# SurveyScout usage example

This notebook will serve as an example to showcase the different flows implemented.

In [None]:
import numpy as np
import pandas as pd

## Create dataset

We will generate random enumerators and targets data in the city of Chennai in India.

In [None]:
# Set a random seed for reproducibility
np.random.seed(35)
# Define the boundaries of Chennai (approximate)
min_lat = 12.9190
max_lat = 13.2400
min_lon = 80.08
max_lon = 80.2460

N_ENUMS = 6
N_TARGETS = 30

# Generate 100 enumerators with random latitudes and longitudes
enumerator_data = {
    "enum_id": [f"E{i+1:03d}" for i in range(N_ENUMS)],  # Creates IDs like E001, E002, ...
    "enum_lat": np.random.uniform(min_lat, max_lat, N_ENUMS), 
    "enum_long": np.random.uniform(min_lon, max_lon, N_ENUMS), 
}

# Generate 2000 targets with random latitudes and longitudes
target_data = {
    "target_id": [
        f"T{i+1:04d}" for i in range(N_TARGETS)
    ],  # Creates IDs like T0001, T0002, ...
    "target_lat": np.random.uniform(min_lat, max_lat, N_TARGETS),  
    "target_long": np.random.uniform(min_lon, max_lon, N_TARGETS), 
}

# Create the DataFrames
df_enum = pd.DataFrame(enumerator_data)
df_target = pd.DataFrame(target_data)

# Display the shape of the created DataFrames to confirm the number of rows
print(f"Enumerators DataFrame shape: {df_enum.shape}")
print(f"Targets DataFrame shape: {df_target.shape}")

Enumerators DataFrame shape: (6, 3)
Targets DataFrame shape: (30, 3)


Create `LocationDataset`s using our toy data:

In [None]:
from surveyscout.utils import LocationDataset

enum_locations = LocationDataset(df_enum, "enum_id", "enum_lat", "enum_long")
target_locations = LocationDataset(
    df_target, "target_id", "target_lat", "target_long"
)

Let's map the data:

In [None]:
from surveyscout.visualize import plot_enum_targets

plot_enum_targets(enum_locations, target_locations)

## Find optimal assignments

### Case 1. Find optimal assignments using Haversine distance
This is the most lightweight basic way to generate assignments, as it uses Haversine distance: the shortest distance as the crow flies from one GPS point to another. For a more accurate distance, see the next section.
We will generate a dataset of 100 enumerators and 2000 targets and simulate the optimization.

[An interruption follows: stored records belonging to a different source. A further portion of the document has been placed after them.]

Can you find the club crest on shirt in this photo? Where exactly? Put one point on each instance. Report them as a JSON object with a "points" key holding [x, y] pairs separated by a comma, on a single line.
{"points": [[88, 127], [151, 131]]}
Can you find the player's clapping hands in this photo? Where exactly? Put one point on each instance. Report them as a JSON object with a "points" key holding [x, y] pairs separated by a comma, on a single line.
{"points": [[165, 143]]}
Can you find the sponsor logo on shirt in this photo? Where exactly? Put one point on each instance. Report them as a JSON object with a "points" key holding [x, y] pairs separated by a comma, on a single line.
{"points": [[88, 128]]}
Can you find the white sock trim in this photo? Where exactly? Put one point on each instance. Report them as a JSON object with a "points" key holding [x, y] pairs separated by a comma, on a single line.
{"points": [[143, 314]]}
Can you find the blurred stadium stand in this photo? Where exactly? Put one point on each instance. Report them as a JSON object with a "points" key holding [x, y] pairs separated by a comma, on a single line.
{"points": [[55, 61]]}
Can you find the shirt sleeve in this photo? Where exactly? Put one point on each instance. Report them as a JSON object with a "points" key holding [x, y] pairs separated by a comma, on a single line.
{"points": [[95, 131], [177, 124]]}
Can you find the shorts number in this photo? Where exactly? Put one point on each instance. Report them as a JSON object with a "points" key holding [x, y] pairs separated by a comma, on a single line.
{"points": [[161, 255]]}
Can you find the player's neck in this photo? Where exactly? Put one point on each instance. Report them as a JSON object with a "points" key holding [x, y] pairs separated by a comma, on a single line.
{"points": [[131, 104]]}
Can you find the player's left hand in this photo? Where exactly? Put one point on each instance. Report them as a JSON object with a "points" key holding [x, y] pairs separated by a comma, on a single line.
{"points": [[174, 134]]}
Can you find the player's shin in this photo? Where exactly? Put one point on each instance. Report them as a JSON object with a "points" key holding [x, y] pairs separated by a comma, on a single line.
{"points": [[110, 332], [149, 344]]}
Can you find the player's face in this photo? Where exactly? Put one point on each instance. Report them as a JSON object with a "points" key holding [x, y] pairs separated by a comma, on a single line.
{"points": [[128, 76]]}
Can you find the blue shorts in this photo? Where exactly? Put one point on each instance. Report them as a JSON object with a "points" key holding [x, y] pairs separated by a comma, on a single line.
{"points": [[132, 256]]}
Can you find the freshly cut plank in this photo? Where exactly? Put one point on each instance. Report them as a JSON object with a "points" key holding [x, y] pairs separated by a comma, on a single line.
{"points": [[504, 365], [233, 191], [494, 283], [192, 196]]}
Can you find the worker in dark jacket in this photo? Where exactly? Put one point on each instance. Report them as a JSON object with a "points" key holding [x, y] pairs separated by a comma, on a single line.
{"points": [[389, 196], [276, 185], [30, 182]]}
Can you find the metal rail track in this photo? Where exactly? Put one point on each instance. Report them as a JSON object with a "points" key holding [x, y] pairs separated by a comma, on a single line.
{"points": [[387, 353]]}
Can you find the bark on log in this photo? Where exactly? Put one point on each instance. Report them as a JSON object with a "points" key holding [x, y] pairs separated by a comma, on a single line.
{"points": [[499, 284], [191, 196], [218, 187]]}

#### Basic min distance flow with haversine

This flow implements the basic min distance model where we specify our parameters and the model will find the optimal results. Here are the parameters of the model:
- min_target: The minimum number of targets each enumerator is required to visit.
- max_target: The maximum number of targets each enumerator is allowed to visit.
- max_cost: The  maximum cost assignable to a surveyor to visit a single target.
- max_total_cost:  The initial maximum total cost assignable to a surveyor

In [None]:
from surveyscout.flows import basic_min_distance_flow

results = basic_min_distance_flow(
    enum_locations=enum_locations,
    target_locations=target_locations,
    min_target=3,
    max_target=7,
    max_cost=10000,
    max_total_cost=100000,
)

Optimal value:  202.23429790087613


In [None]:
results.head()

Unnamed: 0,target_id,enum_id,cost
0,T0001,E001,1.0
1,T0002,E004,1.0
2,T0003,E002,1.0
3,T0004,E005,1.0
4,T0005,E003,1.0


In [None]:
from surveyscout.visualize import plot_assignments

plot_assignments(enum_locations, target_locations, results)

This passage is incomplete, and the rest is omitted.